CHICAGO (WLS) -- The I-Team investigates a fast cash complaint. Sending money to a friend in a flash through an app.The technology is convenient, but what if there's a problem?
Sometimes it could be user error- entering the wrong amount or sending money to the wrong person. But what if you did everything right - and the money was missing?
One woman called the I-Team because that happened to her.
"I felt like there has been no customer service," said Heather Vardis.
Heather Vardis blames new technology for a $400 scare.
"I was expecting a payment. A friend was transferring some money to me and I looked online to make sure it was received," she said.
But she says the initial deposit went missing from her account and she worried she'd never end up seeing the money. Her friend sent the cash to her Citibank account using Zelle.
Zelle is technology used by Citibank, Chase and several other banks so you can quickly send cash to your friends.
"So I called the bank and explained 'Hey, I just noticed this' and they said 'Oh, this has been a system problem with Zelle. It's a system wide problem, we know about it, it should be fixed by tomorrow and your account will be credited tomorrow.' I was like 'Great, thanks'. I looked at my account two days later and sure enough it wasn't credited," Vardis said.

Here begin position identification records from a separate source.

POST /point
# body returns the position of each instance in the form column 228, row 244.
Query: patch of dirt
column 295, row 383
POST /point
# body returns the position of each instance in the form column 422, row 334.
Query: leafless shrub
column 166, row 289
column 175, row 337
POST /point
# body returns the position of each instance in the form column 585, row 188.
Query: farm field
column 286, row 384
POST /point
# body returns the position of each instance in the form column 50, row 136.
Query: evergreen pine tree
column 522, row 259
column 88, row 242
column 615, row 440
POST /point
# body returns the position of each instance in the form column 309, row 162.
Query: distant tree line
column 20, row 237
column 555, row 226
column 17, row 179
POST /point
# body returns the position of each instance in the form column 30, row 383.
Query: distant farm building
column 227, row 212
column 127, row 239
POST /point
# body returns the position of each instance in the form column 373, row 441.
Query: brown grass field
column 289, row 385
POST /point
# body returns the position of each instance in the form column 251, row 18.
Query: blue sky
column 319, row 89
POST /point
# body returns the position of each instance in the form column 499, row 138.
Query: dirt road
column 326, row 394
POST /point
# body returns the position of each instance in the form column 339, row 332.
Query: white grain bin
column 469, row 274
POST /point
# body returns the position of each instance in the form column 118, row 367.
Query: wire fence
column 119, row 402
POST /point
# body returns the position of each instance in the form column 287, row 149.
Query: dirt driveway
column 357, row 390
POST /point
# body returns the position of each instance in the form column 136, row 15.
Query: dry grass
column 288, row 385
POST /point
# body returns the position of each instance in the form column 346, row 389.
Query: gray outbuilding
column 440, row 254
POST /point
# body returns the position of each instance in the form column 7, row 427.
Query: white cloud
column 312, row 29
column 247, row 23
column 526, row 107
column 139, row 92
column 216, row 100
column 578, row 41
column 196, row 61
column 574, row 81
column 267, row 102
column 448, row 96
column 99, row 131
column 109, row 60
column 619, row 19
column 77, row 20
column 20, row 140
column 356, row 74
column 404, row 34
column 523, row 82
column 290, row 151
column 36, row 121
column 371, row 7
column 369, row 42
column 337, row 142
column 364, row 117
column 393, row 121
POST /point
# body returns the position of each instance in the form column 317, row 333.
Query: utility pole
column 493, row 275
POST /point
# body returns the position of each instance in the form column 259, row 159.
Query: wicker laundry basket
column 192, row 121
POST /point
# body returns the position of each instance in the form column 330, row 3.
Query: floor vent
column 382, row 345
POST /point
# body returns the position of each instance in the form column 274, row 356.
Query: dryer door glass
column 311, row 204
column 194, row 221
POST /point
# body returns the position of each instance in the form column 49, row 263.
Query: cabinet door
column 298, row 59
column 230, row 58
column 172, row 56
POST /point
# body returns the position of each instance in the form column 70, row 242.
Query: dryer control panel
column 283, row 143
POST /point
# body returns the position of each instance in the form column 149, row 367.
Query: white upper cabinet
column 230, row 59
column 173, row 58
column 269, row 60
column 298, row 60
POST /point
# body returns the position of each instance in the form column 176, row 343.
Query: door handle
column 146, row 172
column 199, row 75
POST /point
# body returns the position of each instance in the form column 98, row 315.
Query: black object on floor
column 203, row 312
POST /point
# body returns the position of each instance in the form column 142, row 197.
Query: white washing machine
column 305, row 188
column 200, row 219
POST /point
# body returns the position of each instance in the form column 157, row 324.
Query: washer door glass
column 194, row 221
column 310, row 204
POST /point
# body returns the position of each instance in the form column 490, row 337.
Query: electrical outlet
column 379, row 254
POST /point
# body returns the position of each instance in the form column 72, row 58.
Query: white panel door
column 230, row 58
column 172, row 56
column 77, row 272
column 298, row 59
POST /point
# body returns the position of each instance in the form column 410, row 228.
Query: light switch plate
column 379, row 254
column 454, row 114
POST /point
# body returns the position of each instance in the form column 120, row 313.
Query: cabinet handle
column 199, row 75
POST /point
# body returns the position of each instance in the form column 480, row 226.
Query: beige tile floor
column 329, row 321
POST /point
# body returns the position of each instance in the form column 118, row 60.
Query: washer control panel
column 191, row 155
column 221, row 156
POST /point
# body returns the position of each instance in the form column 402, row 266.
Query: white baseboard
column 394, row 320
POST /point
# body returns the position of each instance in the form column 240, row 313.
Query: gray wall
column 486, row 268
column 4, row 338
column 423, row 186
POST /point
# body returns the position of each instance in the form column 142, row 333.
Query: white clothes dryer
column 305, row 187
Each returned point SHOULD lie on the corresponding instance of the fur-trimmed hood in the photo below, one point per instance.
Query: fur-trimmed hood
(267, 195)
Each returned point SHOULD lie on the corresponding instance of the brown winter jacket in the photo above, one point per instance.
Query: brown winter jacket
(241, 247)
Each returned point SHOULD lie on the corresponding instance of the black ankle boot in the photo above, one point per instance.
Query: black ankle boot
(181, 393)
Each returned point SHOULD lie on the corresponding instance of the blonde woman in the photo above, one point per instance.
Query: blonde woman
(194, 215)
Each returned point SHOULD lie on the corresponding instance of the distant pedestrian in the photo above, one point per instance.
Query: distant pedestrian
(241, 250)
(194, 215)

Vardis called the I-Team when she says she couldn't get answers.
"Still nothing in my account. I called Citibank again. They said 'Oh, yea it's closed' and I said 'but I don't have a credit,'" she said.
Zelle told the I-Team it was an: "... internal error on Citi and not relevant to the overall Zelle Network."
Then Citibank told us: "Due to an internal error, there was a delay processing the client's transaction. We apologize for the inconvenience and are pleased the matter has been resolved. The satisfaction of our customers is extremely important to us."
Vardis verified that her money was eventually recovered but...
"It makes me feel really uncomfortable," she said.
If you have a problem with Zelle or any of these types of services you can also turn to the Federal Reserve Board which overseas electronic payment systems. In a 2017 report it said that 141 complaints were filed on all types of companies connected to "Electronic Funds Transfers."
Vardis says she's skeptical about using peer-to-peer payments again.
"It may have to be the old fashioned checks," she said.
Zelle says you should only use the technology to pay people you know and trust- don't use it for strangers and online classifieds.
If you send money to the wrong person you should call your bank immediately.
If you have a problem with a payment, you can file a complaint with the Federal Reserve Board HERE.
Below are tips from the Federal Trade Commission and Zelle regarding peer-to-peer electronic payments.
Tips From the Federal trade Commission FTC: https://www.consumer.ftc.gov/blog/2018/02/tips-using-peer-peer-payment-systems-and-apps
Tips from Zelle:
Zelle has an FAQ HERE which includes how to avoid user errors.
Zelle also offers the following tips for consumers:
- Use #Zelle to pay only people you trust. Don't use Zelle to buy goods or services from strangers, auctions or online classifieds.
- It's important to only send money with #Zelle to people you know and trust
- Use your phone's contacts to easily send money or requests to your friends and family. Using your contacts saves time and helps prevent typos in email addresses or mobile numbers
-Want to use Zelle with accounts at more than one bank or credit union? Use your mobile number at one and your email address at the other bank or credit union.
- Save time! Enroll all of your email and/or mobile numbers to receive payments with Zelle! zellepay.com
- If the payment is sent to an unenrolled email or mobile number, the consumer can cancel it or it will expire after 14 days and it will only expire if the recipient does not enroll in response to the payment notification. If it is sent to a consumer who is enrolled but not the intended recipient the consumer would need to work with their bank.